Architecture Associate Professor Craig Scott Envisions a Revitalized Lower Manhattan

IwamotoScott Architecture's tower design (part of the revitalize Lower Manhattan project, commissioned by Downtown Alliance) View slideshow 

CCA Architecture associate professor and coprincipal of IwamotoScott Architecture Craig Scott is among several architecture firms commissioned by the Alliance for Downtown New York to plan for the transformation of the Greenwich South section of Lower Manhattan. The plan entails new, innovative multiuse developments and greater optimization of the existing structures and public areas.

Since the collapse of the World Trade Center, Lower Manhattan has been struggling to regain its identity and reestablish itself as a thriving business community. In response the Downtown Alliance, which advocates for residents and businesses in the 41 acres south of the World Trade Center site, commissioned a plan in 2008 from Architecture Research Office (ARO), which established a "dream team" of architecture firms, artists, and designers, including IwamotoScott Architecture. (Visit the AIANY website to see the complete list.)

Following the study, Downtown Alliance President Elizabeth H. Berger described the Greenwich South area, which is surrounded by the World Trade Center site, the Financial District, Battery Park, and Battery Park City (as established in 1966 as part of the Lower Manhattan Plan), as “the hole in the donut” of Lower Manhattan, and asserted the Alliance is dedicated to filling it in.

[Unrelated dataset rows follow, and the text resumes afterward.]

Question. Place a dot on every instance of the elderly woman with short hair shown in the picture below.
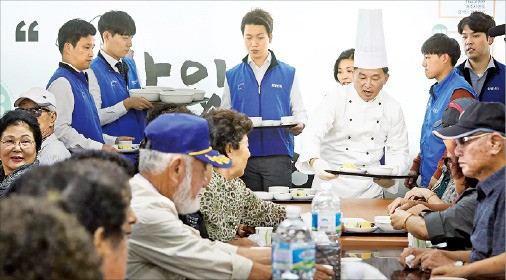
(20, 140)
(227, 202)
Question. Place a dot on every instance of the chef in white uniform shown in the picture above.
(358, 123)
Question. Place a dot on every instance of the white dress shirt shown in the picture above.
(296, 105)
(108, 114)
(63, 126)
(346, 129)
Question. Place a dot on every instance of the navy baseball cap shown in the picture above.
(180, 133)
(455, 109)
(479, 117)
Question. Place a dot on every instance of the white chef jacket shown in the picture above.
(346, 129)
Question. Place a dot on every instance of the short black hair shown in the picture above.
(39, 241)
(116, 22)
(73, 30)
(95, 193)
(477, 22)
(347, 54)
(166, 108)
(441, 44)
(16, 117)
(258, 16)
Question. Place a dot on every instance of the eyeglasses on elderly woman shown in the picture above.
(10, 143)
(36, 112)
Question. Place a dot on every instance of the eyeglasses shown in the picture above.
(36, 112)
(463, 140)
(9, 143)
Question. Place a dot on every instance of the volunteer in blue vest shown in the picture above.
(77, 125)
(440, 54)
(262, 86)
(354, 124)
(112, 74)
(481, 70)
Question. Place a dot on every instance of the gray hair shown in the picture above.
(155, 162)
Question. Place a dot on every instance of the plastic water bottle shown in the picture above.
(293, 250)
(326, 227)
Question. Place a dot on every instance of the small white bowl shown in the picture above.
(264, 195)
(279, 189)
(148, 94)
(176, 97)
(198, 94)
(380, 170)
(282, 196)
(158, 88)
(385, 225)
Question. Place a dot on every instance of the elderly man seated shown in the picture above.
(174, 165)
(42, 105)
(479, 135)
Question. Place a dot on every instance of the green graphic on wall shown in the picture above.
(439, 28)
(5, 100)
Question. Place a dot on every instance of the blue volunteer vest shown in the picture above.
(431, 147)
(270, 100)
(113, 90)
(494, 87)
(84, 116)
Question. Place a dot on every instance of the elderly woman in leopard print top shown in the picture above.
(226, 202)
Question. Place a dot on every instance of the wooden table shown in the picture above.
(365, 208)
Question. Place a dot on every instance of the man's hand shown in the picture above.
(319, 166)
(398, 218)
(296, 130)
(137, 103)
(434, 258)
(411, 182)
(107, 147)
(384, 183)
(415, 210)
(396, 203)
(418, 192)
(123, 138)
(417, 252)
(323, 272)
(447, 270)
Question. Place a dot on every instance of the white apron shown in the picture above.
(351, 130)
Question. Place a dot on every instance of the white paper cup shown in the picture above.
(264, 235)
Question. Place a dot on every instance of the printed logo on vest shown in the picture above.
(240, 86)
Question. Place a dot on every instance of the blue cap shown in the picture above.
(180, 133)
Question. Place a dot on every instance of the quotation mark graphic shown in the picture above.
(33, 36)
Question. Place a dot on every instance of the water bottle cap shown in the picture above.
(292, 211)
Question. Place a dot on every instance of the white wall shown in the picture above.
(309, 35)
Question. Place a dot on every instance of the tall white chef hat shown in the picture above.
(370, 52)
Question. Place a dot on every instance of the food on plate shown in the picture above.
(298, 192)
(349, 166)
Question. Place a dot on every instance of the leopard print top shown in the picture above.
(226, 204)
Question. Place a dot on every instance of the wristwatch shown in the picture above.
(423, 212)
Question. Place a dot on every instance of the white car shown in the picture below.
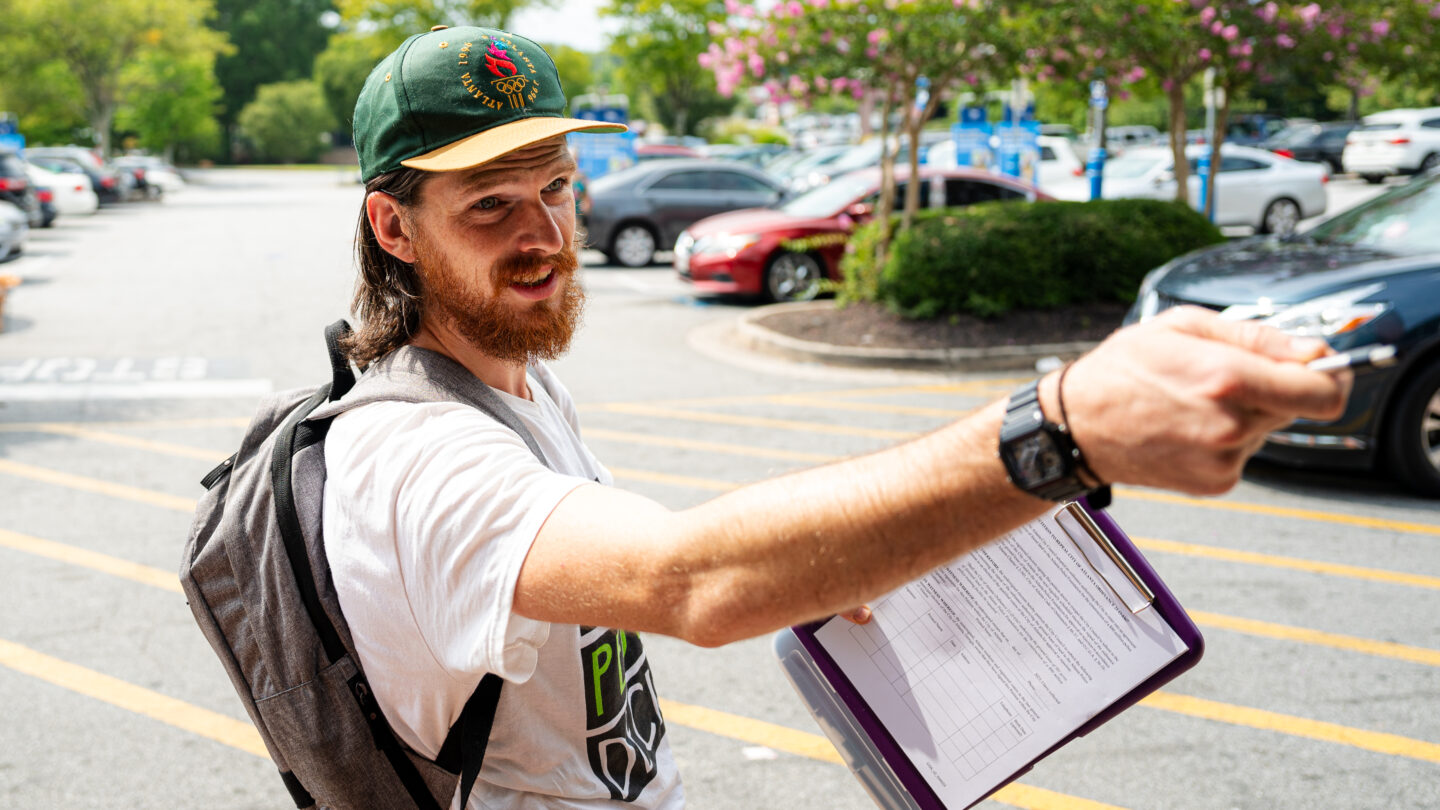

ARO and its design team identified five principles to govern Downtown Alliance's vision—not a comprehensive plan—for what should happen in Greenwich South:

  • encourage an intense mix of uses
  • reconnect Greenwich Street
  • connect east and west
  • build for density, design for people
  • create a reason to come and a reason to stay

The Downtown Alliance has assembled the proposals into a document, titled “What If.” According to Greenwich South section of the Downtown Alliance website, "The objective is to achieve a dense, vibrant and diverse urban realm. Unlike a traditional master plan, these principles are not highly prescriptive, but rather usefully adaptive: they can respond to and inform evolving interests and market conditions over the next half-century."

To successfully meet the challenge, IwamotoScott Architecture proposed a variety of strategies that incorporate existing features into the development plans. For example, to create greater accessibility and reconnect Greenwich South to the larger metropolitan area, Greenwich Street would be restored to run between Battery Park and the World Trade Center site and opened east-west routes would promote greater cross traffic. (It is the Alliance’s aim to make Greenwich Street the spine of Greenwich South.)

More proposals from IwamotoScott Architecture included transforming the American Stock Exchange building into a museum, the establishment of a vertical park that would bridge the Battery Park tunnel, and the creation of a tiered park and public market.

The architecture firm also designed a twisting skyscraper as a response to the brief that called for an iconic tower due to its prominence in front of the Brooklyn Battery Tunnel. The tower design proposes to reopen the formerly closed Edgar Street, thus forming a civic passageway to encourage foot traffic by regulating pedestrian flow.

What does this mean for Lower Manhattan today?

According to the Metropolis blog: "The project remains mostly a collection of polished images, which is the way it will stay without a mix of public funding and private initiative—both unlikely in the current economy. Whatever work is done in Lower Manhattan will begin small, though hopefully the project will proceed along the general 'framework' suggested in the ARO plan."

However, Scott recently asserted his firm's designs, particularly the tower design (see slideshow above at right), are "far more developed" than suggested: Sustainable strategies such as a gradient-aperture structural skin (for material efficiency and to reduce heat gain), a fiber-optic daylighting system, and an air-filtering terrarium floor in the building’s atrium have been included.